Integrante do Núcleo de Direito Ambiental do Projeto Manuelzão, Mariana Senna Alves Radicchi, pontua que “assinar decretos de desapropriação no final de uma gestão levanta questões sobre a continuidade administrativa”, referindo-se aos casos das matas do Jardim América e do Luxembrugo.
“Embora esses decretos possam demonstrar um compromisso com a preservação ambiental, há um risco significativo de que as administrações subsequentes possam não dar continuidade a essas ações. A falta de implementação das medidas decretadas pelo ex-prefeito Alexandre Kalil durante a gestão de Fuad Noman ilustra essa descontinuidade”, complementa Mariana.

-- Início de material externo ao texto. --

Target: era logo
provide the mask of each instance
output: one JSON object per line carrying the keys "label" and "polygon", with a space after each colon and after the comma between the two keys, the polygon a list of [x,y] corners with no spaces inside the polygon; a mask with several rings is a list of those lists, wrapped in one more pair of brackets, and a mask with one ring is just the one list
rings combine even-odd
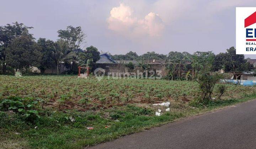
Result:
{"label": "era logo", "polygon": [[236,8],[236,54],[256,54],[256,7]]}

“A assinatura de decretos de grande impacto ambiental e urbanístico no fim de uma gestão pode ser vista como uma manobra política para construir um legado positivo, ao mesmo tempo em que transfere a responsabilidade prática e os desafios de implementação para a próxima administração. Esta prática pode ser criticada como uma tentativa de evitar a responsabilidade pelas dificuldades inerentes ao processo de desapropriação e criação de unidades de conservação, que frequentemente envolvem complicações jurídicas, financeiras e políticas”.
Ela conclui detalhando o caminho até a concretização dos trâmites. “Do ponto de vista jurídico, os decretos de desapropriação devem ser seguidos de processos judiciais ou acordos para efetivar a transferência de propriedade. A autorização para alegar urgência nas desapropriações, como previsto nos decretos de Noman e Kalil, pode acelerar o processo, mas também pode gerar contestações legais por parte dos proprietários afetados. A efetividade dessas medidas depende da capacidade administrativa e jurídica de conduzir esses processos de maneira eficiente e justa”.
Nesse cenário, a pressão da população, cobrando proatividade do Executivo de BH e se apropriando desses espaços na medida do possível é fundamental.